Luckily, Google Reader has an API, and rather than just exporting my data and building a new service, I can start to build off of it. I get to keep a lot of the features I enjoy while extending it with my own code.

In Pariser’s talk, he talks about encoding algorithms of filtering and recommendation with a sense of civic duty. To some degree, this means having some journalistic integrity. Such an algorithm needs to present both sides of the story. One issue of many feed readers and other content online is that, well, it only shows one view. The view of the article you’re on.

But imagine a feed reader that was more like the front page of Google News. It would not only show you the blog post you’re reading, but all recent blog posts from other authors about similar topics. Maybe, if they’re responding to a news event or writing about a known fact, the reader could do the work to track down the original source. To take it even further, without even really needing to be aware of motive, politics, and other factors, a dumb feed reader with good suggestions could probably present both sides of the story. Both sides of an argument. Both liberal and conservative takes on the same bill.

Dreaming up features like this can be a deep rabbit hole. Start considering the consequences of pulling up all past articles you’ve read about similar keywords or tags. Or performing searches for academic papers on the topic. Pulling in data from Wikipedia. Looking up books you’ve read or are planning to read on Goodreads that are related to the blog post you’re reading. Or any other number of ways to slice and dice content. And it doesn’t have to stop with Google Reader.

Opportunities to make better tools and more intelligently consume information are all around us. At the same time, consumer-consuming corporations on the web try to trap us into filter bubbles. They try to provide us with what they think we want, but can they ever really know? In the end, it’s control-your-own-filters or be filtered1.

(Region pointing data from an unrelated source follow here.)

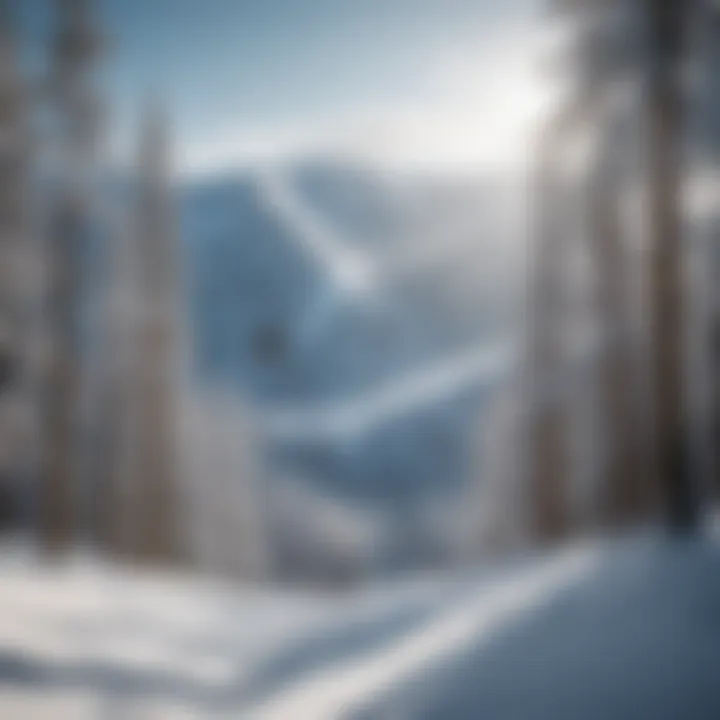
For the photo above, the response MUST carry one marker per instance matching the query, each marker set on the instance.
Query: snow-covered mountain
(367, 318)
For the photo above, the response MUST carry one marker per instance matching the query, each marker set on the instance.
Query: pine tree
(76, 114)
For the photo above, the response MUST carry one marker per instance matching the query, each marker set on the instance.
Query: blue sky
(264, 74)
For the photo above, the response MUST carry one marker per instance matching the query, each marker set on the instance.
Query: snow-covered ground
(625, 629)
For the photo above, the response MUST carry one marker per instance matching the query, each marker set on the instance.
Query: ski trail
(338, 692)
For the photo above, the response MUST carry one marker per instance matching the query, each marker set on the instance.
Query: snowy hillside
(627, 630)
(367, 317)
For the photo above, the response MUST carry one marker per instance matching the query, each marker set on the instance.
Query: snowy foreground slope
(618, 630)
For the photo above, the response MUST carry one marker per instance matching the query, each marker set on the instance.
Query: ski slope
(622, 629)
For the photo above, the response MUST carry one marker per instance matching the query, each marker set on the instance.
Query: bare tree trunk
(77, 126)
(626, 495)
(665, 119)
(548, 457)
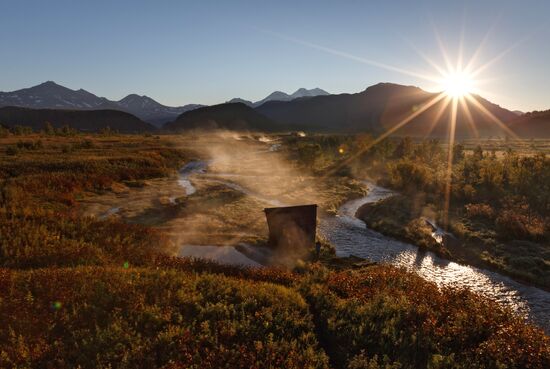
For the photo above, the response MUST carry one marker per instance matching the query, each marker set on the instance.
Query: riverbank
(113, 293)
(400, 217)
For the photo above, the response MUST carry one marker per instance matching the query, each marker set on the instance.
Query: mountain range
(379, 108)
(50, 95)
(283, 96)
(231, 116)
(83, 120)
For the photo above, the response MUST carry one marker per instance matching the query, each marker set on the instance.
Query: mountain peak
(48, 84)
(304, 92)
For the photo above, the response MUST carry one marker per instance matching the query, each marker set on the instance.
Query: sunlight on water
(350, 236)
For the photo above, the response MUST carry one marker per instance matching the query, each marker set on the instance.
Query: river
(350, 236)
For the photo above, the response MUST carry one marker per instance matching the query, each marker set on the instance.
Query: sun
(457, 84)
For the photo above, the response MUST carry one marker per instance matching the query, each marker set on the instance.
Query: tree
(404, 148)
(48, 129)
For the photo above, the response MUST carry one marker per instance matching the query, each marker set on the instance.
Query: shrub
(480, 211)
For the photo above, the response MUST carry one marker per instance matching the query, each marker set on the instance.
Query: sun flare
(457, 84)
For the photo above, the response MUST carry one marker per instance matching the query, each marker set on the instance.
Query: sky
(181, 52)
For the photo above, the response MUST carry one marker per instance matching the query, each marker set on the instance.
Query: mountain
(303, 92)
(532, 125)
(50, 95)
(83, 120)
(151, 111)
(53, 96)
(233, 116)
(239, 100)
(283, 96)
(380, 108)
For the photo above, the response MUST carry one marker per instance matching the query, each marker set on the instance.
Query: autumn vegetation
(98, 293)
(499, 196)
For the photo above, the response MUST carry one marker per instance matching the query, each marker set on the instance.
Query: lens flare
(457, 84)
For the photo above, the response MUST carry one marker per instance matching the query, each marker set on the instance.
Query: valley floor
(106, 291)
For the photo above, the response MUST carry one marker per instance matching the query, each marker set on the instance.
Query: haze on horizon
(181, 52)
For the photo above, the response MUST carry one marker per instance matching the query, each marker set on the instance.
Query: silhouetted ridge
(233, 116)
(381, 107)
(83, 120)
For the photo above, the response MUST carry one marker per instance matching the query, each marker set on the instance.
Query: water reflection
(350, 236)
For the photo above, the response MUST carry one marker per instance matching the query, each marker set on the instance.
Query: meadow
(93, 292)
(499, 198)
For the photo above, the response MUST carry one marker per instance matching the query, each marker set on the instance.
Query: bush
(480, 211)
(12, 150)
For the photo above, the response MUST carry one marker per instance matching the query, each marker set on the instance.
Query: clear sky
(201, 51)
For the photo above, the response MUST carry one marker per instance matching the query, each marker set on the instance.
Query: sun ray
(449, 172)
(469, 118)
(403, 122)
(438, 115)
(491, 116)
(353, 57)
(477, 52)
(483, 67)
(426, 58)
(442, 49)
(460, 58)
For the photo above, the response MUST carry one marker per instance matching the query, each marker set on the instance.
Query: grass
(101, 293)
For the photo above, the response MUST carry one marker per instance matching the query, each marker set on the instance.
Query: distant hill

1 The name of this article was lifted from Daniel Rushkoff’s Program or be Programmed, a book which I didn’t really enjoy. It was not what I thought it would be about: why we should learn to program so that we can control the complex technical systems around us rather than be controlled by them, or how programming’s problem solving skills can be applied elsewhere. Instead, I found the book to be some technology-fear-mongering and a bunch of diatribes about how things online or in computers are “less real.” Suffice to say, I did not enjoy it.